The company is financed through equity and callable, convertible debt consisting of 1,500,000 debentures. Each debenture has a face value of £100, a coupon of 3%, and a remaining term to maturity of two years. Each debenture may be converted into 20 shares at any time up to and including maturity. The company has the right to call the debt at any time. If the debt is called, debtholders must choose to either convert their debt immediately or accept the call amount consisting of a fixed payment of £130 per debenture.
In addition to the callable, convertible debt, the company is also financed with a total of 5 million outstanding shares. So far, the company has never paid dividends, and it is not expected to do so within the next two years.

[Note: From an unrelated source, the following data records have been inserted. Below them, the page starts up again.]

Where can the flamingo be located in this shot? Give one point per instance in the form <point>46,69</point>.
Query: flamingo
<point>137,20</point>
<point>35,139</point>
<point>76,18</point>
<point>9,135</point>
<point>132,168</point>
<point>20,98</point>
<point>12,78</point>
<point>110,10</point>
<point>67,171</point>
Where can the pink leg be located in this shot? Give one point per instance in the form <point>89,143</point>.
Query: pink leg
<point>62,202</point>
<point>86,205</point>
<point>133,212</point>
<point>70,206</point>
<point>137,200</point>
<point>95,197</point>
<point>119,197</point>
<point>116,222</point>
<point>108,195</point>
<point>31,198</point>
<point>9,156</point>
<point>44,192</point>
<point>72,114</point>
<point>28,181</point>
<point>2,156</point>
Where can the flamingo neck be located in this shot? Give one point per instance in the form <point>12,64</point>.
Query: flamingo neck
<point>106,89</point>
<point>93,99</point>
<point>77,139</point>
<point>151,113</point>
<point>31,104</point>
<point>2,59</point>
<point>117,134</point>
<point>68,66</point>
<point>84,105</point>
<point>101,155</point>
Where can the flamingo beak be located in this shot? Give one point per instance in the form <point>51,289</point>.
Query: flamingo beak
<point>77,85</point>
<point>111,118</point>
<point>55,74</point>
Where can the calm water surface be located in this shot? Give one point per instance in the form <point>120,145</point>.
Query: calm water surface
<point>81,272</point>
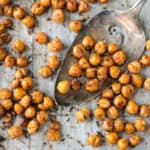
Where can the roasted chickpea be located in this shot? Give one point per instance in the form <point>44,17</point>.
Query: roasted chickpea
<point>99,113</point>
<point>5,93</point>
<point>15,131</point>
<point>100,47</point>
<point>75,25</point>
<point>63,87</point>
<point>94,140</point>
<point>32,126</point>
<point>119,57</point>
<point>128,90</point>
<point>30,112</point>
<point>58,16</point>
<point>37,96</point>
<point>132,107</point>
<point>10,61</point>
<point>114,72</point>
<point>111,137</point>
<point>55,45</point>
<point>88,41</point>
<point>82,114</point>
<point>75,70</point>
<point>29,21</point>
<point>112,112</point>
<point>45,72</point>
<point>92,85</point>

The annual risk-free rate of interest is predicted to remain constant at 3% per annum over the next two years.
Required:
(a) Using the binomial option-pricing model:
i. calculate the current value at t = 0 of MagnusBane International Plc’s straight debt;
(5 marks)
ii. calculate the convertible and callable convertible debt values. For your calculations assume that debtholders act as one (i.e. in unison). Explain each step you have taken to obtain your answers, and explain the actions of debtholders at each stage.
(10 marks)
(b) Suppose now the firm’s market value is estimated to increase by 100%
and decrease by 60% over the next two years. If everything else remains as in part (a), how would this affect your results in part (a)? Explain in detail your answer.
[Word limit: 200 words]
(20 marks)
(c)
(i) Suppose that MagnusBane International Plc is financed only through equity and straight debt. The company is exposed to conflicts of interest between shareholders, on one hand, and the outstanding debtholders, on the other hand. In your view, would an issue of convertible debt reduce such conflicts? Use theoretical arguments and empirical evidence to support your answer.
[Word limit: 200 words]
(15 marks)
(ii) Critically discuss other rational motives for companies to issue
convertible debt, by presenting also the empirical evidence. [Word limit: 400 words]
(20 marks)
(d) Critically discuss other debt-related mechanisms that might reduce the agency costs of debt. Are such mechanisms always effective? Use empirical evidence to critically support your discussion.